Der Fall wurde am Amtsgericht in Königs Wusterhausen verhandelt und zeigt, wie wichtig es ist, sich der rechtlichen Regelungen bewusst zu sein. Die Verteidigung konnte nachweisen, dass kein Vorsatz für den Drogenimport vorlag. Aufgrund dessen verurteilte das Gericht den Angeklagten lediglich zu 90 Tagessätzen à 20 Euro, trotz der Tatsache, dass die Menge Crystal Meth als nicht gering einzustufen ist. Über die jüngsten Änderungen im Drogenrecht informiert die Kanzlei Kämpf, die erklärt, dass die Grenze für nicht geringe Mengen für Methamphetamin durch den Bundesgerichtshof (BGH) auf 5 Gramm gesenkt wurde, um der hohen Suchtgefahr Rechnung zu tragen, wie Kanzlei Kämpf erläutert.
Rechtliche Rahmenbedingungen
Der Angeklagte hatte für die Drogen in Griechenland 80 Euro ausgegeben und entschuldigte sich während der Verhandlung für den „ganzen Aufwand“. Ob er sich eventuell in einer gefährlichen Abhängigkeit befand, ist dabei unklar. Die gesundheitlichen Risiken, die mit dem Konsum von Methamphetamin einhergehen, sind jedoch nicht zu unterschätzen. Neben psychischen Störungen können Schlafprobleme, Herzrhythmusstörungen und sogar Zahnausfall vorkommen, wie es die Kanzlei weiter ausführt. Der Richter stellte klar, dass die Vorstellung des Angeklagten über die Art und Menge der Droge nicht mit dem tatsächlichen Besitz übereinstimmte, was die Anklage wegen Drogenhandels ausschloss.

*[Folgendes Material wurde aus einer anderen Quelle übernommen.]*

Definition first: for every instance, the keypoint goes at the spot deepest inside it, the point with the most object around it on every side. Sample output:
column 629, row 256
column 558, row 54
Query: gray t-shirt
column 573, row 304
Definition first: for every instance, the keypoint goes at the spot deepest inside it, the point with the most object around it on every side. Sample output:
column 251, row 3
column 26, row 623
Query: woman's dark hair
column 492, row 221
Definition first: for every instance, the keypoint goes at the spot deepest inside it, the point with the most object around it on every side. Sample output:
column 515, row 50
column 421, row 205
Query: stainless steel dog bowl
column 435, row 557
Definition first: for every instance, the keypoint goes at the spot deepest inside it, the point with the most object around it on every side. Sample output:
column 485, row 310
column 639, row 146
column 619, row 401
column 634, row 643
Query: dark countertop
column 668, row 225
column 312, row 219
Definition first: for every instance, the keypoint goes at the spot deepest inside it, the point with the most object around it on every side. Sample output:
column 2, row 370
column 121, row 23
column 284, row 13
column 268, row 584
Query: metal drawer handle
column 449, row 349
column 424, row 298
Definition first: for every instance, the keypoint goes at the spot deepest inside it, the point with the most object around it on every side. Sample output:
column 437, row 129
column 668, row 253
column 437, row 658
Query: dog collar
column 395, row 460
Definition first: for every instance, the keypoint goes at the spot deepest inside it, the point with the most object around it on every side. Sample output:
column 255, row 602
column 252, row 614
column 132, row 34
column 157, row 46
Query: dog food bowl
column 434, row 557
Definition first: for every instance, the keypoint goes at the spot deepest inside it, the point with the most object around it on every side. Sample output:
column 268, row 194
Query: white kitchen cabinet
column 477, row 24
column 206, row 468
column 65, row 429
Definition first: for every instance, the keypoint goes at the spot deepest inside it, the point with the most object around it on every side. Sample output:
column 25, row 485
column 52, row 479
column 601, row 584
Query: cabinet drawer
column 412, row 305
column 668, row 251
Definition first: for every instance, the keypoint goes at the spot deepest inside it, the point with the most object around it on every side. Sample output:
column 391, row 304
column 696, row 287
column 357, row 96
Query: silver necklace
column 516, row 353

Ob die Staatsanwaltschaft gegen das Urteil Rechtsmittel einlegen wird, bleibt abzuwarten. Sie hat eine Woche Zeit, um eine mögliche Revision oder Berufung einzulegen. Der Angeklagte und sein Anwalt beabsichtigen jedoch, auf Rechtsmittel zu verzichten, was zeigt, dass sie die Situation als Lehre akzeptieren wollen. Dies könnte eine pragmatische Entscheidung sein, um weitere rechtliche Komplikationen zu vermeiden.
Eine bedeutende Erkenntnis aus diesem Vorfall ist, dass das Bewusstsein über die verschiedenen Erscheinungsformen von Drogen und deren rechtliche Konsequenzen unerlässlich ist. Der Konsum von Crystal Meth hat nicht nur rechtliche, sondern auch erhebliche gesundheitliche Auswirkungen. Achten Sie also immer darauf, was Sie konsumieren, denn, wie heißt es so schön, „da liegt was an“.